Learning how to speak

First, we must clarify that an LLM is built by applying several Machine Learning algorithms in series. Each of these algorithms plays a distinct role in processing and generating language. For example, let's consider ChatGPT, the pioneer of GenAI applications that enchanted the world. ChatGPT is the result of multiple steps of machine learning training, each refining it to keep meaningful conversations with human users.

Three types of machine learning

Machine learning algorithms come in three main types: Supervised, Unsupervised, and Reinforcement Learning. Supervised Learning involves predicting unknown outcomes by learning from past examples, much like a child learning colors with the guidance of an adult who indicates what is ‘red,’ ‘yellow,’ and ‘green.’ Unsupervised Learning finds patterns and structures in data without labeled outcomes, akin to children independently recognizing and grouping similar toy shapes. Reinforcement Learning interacts with the environment to achieve goals through trial and error, similar to a child learning to walk by trying different movements and adjusting based on successful stand-ups and failure falls.

We can understand the learning process behind a tool like ChatGPT by considering three machine learning stages, as illustrated below. Intuitively, we can say that the first component of ChatGPT is GPT (which stands for Generative Pre-trained Transformer), an unsupervised model capable of completing sentences by identifying the best-fitting next word. Additional steps, or fine-tuning, enabled the model to sustain conversations with humans. These further human refinement steps were achieved through supervised and reinforcement learning steps, where the output from the initial generation is refined to enhance conversation capabilities, making it ideal for use as a chatbot.

The learning stages of ChatGPT.

This is what happens across the three learning stages:

The first stage involves GPT learning how to "speak" human language by reading a massive library of documents. This is done through unsupervised learning, where the model learns grammar rules and what makes a word the best completion without direct supervision. Essentially, the machine learning algorithms find their own rules for creating coherent sentences and predicting the best next word.
In the following phase, the model undergoes supervised refinement. Here, it is fine-tuned to have meaningful dialogues by providing it with examples of human conversations. This supervised learning process helps the model operate in a question-and-answer (Q&A) fashion. The model, originally able to generically complete sentences, is now trained to find completions that result in coherent and relevant dialogues, enhancing its ability to engage in effective conversations.
The final step involves human feedback. Human reviewers provide feedback on the model’s responses, indicating which answers are effective and which are not. This feedback loop helps the model improve through trial and error, becoming progressively better at having human-like conversations. Additionally, when users interact with chatbots, they often provide feedback on the responses, further refining the model to produce better answers over time.

This combination of unsupervised learning, supervised refinement, and reinforcement through human feedback enables ChatGPT to understand and generate human language effectively.

Where everything starts: sentence completions

Let's dive deep into the first component of ChatGPT, called GPT. This model excels at generating coherent and contextually appropriate continuations of a given text. As mentioned, it can effectively predict and complete sentences by anticipating the “next best word.”

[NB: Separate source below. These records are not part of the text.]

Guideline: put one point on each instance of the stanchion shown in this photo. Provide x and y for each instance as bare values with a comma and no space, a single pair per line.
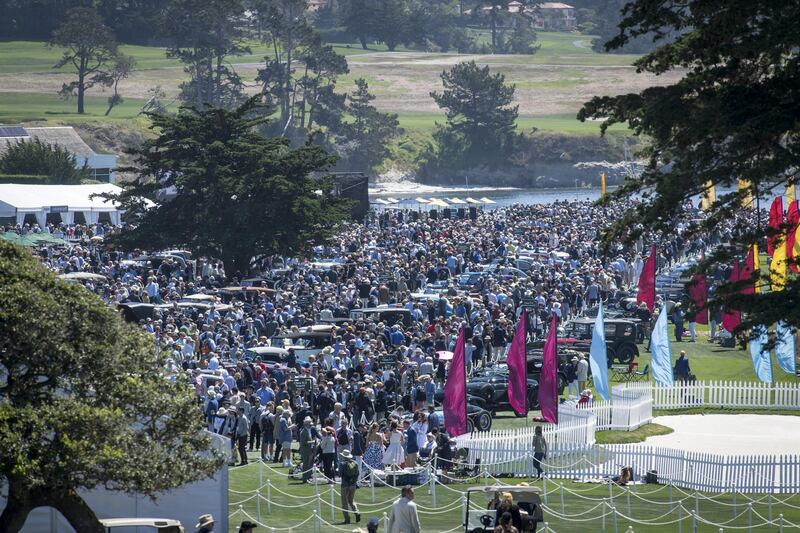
605,504
258,492
671,504
544,480
628,496
432,482
769,505
333,516
614,518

Fortunately, you can extend this output to complete entire phrases and paragraphs, adding more than one word. In fact, if you run the completion step repeatedly, you will get an additional word each time. Such a model is called autoregressive because it is applied over and over, using as an input the previous iteration's output to build more complex completions than just one word, creating complete sentences, paragraphs, poems, songs, or entire reports.

Let's build an intuition for how GPT works by acquainting ourselves with its way of representing text. In the world of GPT, phrases are "tokenized" which means they are split into units called tokens. We can think of a token as a word, a part of a word (some more complex English words are represented as a composition of multiple tokens), or a punctuation sign. These tokens are then translated into numbers through a process called embedding.

Let’s build a simplified example and imagine a basic GPT that uses a dictionary of just eight words: "THE, CAPITAL, OF, ITALY, IS, PARIS, ROME, LONDON". Each word in the dictionary is associated with three numbers (its embeddings) and can be visualized in a three-dimensional space, as the figure below displays. These tuples of numbers, the embeddings, will be the atomic units used for computations.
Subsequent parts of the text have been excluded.